Under Waste Management I see the following in the EIS:

The waste management infrastructures at the INL Site, ORNL, and SRS were developed such that they would be able to accommodate the quantities of waste generated by the proposed action. Therefore, cumulative waste generation would be within site capacities. There are existing offsite DOE and commercial waste management facilities with sufficient capacities for the treatment and disposal needs associated with the relatively small volumes of LLW and MLLW wastes that would be generated by the proposed action. Therefore, substantial cumulative impacts on offsite LLW and MLLW treatment and disposal facilities would not be expected.
The Waste Isolation Pilot Plant (WIPP) is currently the only disposal option for TRU waste. WIPP’s Land Withdrawal Act total TRU waste volume limit is 175,564 cubic meters. As of the reporting date for the 2019 Annual Transuranic Waste Inventory Report (ATWIR), 67,400 cubic meters of TRU waste were disposed of at the WIPP facility. The alternatives and options evaluated in this EIS would generate an estimated 24,000 cubic meters of TRU waste. TRU waste volume estimates such as those provided in NEPA documents, cannot be used to determine compliance with the WIPP Land Withdrawal Act TRU waste volume capacity limit. These wastes and waste from other actions will be incorporated, as appropriate, into future ATWIR TRU waste inventory estimates. Any GTCC-like waste (e.g., non-defense TRU waste not eligible for disposal at WIPP) generated from the proposed action would be stored at the generator site in accordance with applicable requirements until a disposal capability is available.

From all of this, the answer seems to be "business as usual" for disposal of nuclear waste, i.e. no waste management except storage on site.  

That will not do. Period.

Laura Scheele's picture
Laura Scheele on Jan 4, 2021

No, the language you quote explains that there are DOE and commercial pathways for disposing of low-level radioactive waste and mixed low-level radioactive waste. WIPP is available for disposal of transuranic wastes, but any such waste would need to be allotted capacity at WIPP if the project moves forward. The low-level radioactive waste, mixed low-level radioactive waste and TRU waste would need to be packaged in accordance with regulations and is typically stored onsite until shipping arrangements are made to the final disposal facility.

The waste that would need storage onsite until a diposal pathway is available is Greater-Than-Class-C waste (TRU waste not eligible for disposal at WIPP).

Mark Silverstone's picture
Mark Silverstone on Jan 5, 2021

Any GTCC-like waste (e.g., non-defense TRU waste not eligible for disposal at WIPP) generated from the proposed action would be stored at the generator site in accordance with applicable requirements until a disposal capability is available.

I assume this part means "We have an idea, but we really don´t know." Again, this will not do. 

However, at long last EPRI may be close to a decent solution.  Even NEI may be on board.

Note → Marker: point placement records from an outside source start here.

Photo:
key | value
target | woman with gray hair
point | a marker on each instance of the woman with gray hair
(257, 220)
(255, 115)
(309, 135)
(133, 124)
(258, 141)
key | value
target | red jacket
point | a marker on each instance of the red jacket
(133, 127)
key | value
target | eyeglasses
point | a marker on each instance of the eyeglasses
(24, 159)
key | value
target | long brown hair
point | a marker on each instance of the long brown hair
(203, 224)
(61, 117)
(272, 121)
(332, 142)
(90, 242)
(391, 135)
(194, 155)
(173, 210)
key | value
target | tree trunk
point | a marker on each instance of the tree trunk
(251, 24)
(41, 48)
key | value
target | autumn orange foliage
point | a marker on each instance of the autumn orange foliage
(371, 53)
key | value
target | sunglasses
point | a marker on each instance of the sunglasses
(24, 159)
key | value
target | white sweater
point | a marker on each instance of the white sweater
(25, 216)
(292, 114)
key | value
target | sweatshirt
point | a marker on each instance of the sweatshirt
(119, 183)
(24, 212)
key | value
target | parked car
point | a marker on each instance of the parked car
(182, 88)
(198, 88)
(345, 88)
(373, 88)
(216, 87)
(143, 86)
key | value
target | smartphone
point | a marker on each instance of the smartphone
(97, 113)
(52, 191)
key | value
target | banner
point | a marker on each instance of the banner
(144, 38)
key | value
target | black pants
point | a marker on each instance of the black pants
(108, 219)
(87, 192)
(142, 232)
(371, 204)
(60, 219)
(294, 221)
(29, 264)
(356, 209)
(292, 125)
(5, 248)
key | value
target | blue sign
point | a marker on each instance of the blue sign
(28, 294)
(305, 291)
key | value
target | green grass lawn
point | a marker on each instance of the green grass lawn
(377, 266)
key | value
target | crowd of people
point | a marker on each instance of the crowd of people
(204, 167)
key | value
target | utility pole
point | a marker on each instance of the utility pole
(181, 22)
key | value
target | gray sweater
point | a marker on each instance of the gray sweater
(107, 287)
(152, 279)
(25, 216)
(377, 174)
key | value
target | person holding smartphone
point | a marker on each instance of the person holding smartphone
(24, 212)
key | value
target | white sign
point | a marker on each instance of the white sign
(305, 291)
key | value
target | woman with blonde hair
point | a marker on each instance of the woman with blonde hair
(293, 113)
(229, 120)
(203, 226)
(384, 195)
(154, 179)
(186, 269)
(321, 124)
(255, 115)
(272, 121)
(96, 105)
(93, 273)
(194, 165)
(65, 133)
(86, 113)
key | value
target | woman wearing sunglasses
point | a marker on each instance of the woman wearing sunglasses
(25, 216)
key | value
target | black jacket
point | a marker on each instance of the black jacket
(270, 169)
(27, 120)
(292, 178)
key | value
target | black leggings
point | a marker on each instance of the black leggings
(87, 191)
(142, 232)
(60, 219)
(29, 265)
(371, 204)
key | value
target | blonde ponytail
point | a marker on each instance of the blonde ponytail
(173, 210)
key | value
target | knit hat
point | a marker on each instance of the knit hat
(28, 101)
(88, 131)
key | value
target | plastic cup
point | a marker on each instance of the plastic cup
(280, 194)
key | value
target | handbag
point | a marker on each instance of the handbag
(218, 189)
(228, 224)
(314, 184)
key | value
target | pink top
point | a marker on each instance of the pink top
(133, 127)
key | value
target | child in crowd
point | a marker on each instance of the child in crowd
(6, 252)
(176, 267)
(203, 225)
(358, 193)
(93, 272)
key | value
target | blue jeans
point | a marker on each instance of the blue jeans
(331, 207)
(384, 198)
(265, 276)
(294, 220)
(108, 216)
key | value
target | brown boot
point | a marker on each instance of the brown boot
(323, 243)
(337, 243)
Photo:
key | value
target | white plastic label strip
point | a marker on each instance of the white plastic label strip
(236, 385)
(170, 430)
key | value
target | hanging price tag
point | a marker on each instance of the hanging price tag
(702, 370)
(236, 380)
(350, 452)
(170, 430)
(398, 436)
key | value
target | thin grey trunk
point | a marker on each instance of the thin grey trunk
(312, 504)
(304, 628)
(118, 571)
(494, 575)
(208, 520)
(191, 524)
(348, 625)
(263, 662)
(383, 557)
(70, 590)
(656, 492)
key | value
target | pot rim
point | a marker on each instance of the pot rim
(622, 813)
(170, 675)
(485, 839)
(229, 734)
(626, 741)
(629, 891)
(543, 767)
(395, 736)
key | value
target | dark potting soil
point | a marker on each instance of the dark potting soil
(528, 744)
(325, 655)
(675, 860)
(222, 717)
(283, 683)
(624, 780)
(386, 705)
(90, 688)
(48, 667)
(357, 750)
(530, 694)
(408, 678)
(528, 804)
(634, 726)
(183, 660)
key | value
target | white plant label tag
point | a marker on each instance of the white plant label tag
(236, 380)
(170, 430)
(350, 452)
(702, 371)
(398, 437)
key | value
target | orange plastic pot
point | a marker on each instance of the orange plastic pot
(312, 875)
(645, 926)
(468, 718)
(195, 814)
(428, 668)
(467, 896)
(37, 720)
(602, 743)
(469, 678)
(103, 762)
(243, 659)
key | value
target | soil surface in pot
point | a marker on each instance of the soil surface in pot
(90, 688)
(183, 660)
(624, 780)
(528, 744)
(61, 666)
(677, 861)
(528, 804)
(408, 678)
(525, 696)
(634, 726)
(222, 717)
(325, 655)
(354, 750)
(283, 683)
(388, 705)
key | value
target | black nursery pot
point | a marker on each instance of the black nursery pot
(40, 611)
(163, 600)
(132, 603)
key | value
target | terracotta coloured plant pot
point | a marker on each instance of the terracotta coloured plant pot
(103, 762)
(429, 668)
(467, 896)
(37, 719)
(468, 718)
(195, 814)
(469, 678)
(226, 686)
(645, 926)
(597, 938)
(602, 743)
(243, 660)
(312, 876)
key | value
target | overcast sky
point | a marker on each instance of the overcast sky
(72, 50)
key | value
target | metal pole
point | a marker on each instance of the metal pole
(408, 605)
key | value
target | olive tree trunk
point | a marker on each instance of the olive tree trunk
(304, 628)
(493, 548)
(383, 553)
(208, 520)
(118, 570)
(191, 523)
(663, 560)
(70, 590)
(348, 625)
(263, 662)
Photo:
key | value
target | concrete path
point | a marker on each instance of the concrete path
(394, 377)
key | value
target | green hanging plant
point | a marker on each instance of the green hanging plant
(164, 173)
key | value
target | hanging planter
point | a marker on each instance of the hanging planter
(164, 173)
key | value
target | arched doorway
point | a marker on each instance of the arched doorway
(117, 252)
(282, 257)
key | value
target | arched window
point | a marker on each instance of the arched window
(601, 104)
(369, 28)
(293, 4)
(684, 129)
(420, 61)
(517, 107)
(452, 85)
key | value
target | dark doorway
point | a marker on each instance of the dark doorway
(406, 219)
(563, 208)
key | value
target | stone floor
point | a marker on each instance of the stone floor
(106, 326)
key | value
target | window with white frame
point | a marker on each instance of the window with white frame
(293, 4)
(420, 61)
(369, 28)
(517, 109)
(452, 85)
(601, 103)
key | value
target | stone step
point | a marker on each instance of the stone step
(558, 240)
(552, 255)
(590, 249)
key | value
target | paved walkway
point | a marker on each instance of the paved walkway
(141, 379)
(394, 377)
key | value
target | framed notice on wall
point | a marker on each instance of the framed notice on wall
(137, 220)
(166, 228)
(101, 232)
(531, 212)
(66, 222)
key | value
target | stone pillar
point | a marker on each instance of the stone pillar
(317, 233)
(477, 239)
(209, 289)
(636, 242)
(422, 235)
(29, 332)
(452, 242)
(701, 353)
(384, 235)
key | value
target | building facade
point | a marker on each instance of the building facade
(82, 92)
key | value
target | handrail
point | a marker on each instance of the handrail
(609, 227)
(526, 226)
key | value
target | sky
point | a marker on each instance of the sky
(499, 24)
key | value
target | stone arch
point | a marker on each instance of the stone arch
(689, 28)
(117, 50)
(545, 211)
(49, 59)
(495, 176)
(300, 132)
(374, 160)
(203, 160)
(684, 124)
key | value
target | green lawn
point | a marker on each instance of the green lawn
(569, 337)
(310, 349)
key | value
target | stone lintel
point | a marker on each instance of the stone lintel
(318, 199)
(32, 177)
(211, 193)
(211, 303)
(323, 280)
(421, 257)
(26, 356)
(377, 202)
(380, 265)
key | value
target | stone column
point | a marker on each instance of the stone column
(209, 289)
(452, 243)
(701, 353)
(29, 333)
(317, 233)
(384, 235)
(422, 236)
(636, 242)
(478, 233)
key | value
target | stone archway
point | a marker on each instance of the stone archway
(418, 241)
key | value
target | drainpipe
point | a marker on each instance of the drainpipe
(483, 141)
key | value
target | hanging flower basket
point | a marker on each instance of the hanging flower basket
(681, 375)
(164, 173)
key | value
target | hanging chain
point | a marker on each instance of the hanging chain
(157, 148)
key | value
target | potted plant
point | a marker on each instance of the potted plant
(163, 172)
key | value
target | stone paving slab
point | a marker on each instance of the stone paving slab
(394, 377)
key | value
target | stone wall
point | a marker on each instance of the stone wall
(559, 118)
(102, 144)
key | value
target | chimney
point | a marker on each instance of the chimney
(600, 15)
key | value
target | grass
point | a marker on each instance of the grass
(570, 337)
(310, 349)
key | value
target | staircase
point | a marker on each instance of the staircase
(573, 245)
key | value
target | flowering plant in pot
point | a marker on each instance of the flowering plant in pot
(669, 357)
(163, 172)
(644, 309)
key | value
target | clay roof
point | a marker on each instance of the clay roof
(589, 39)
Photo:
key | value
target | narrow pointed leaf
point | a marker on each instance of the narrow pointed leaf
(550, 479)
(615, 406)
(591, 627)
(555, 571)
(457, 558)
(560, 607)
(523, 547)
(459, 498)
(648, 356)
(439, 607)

The report is free.

"The opportunity to bundle AR operation with onsite permanent disposal provides a unique answer to the nuclear waste question and flexibility not available under the existing SNF management regime. This flexibility includes near-term integrated, retrievable, subsurface storage paired with the option for conversion to a licensed permanent disposal facility or retrieval for traditional offsite disposal."

 

Laura Scheele's picture
Laura Scheele on Jan 7, 2021

Correct. That option is basically a monitored retrievable storage option that maintains safe on-site management and storage that can be converted to permanent storage or off-site permanent disposal. National laboratories can be subject to federal-state agreements that govern when and whether on-site monitored retrievable storage constitutes permanent storage, as well as mandate types of waste that must be eventually disposed off-site in a licensed disposal facility.

The technical expertise for doing this are known. The legal and negotiated standards will differ by location.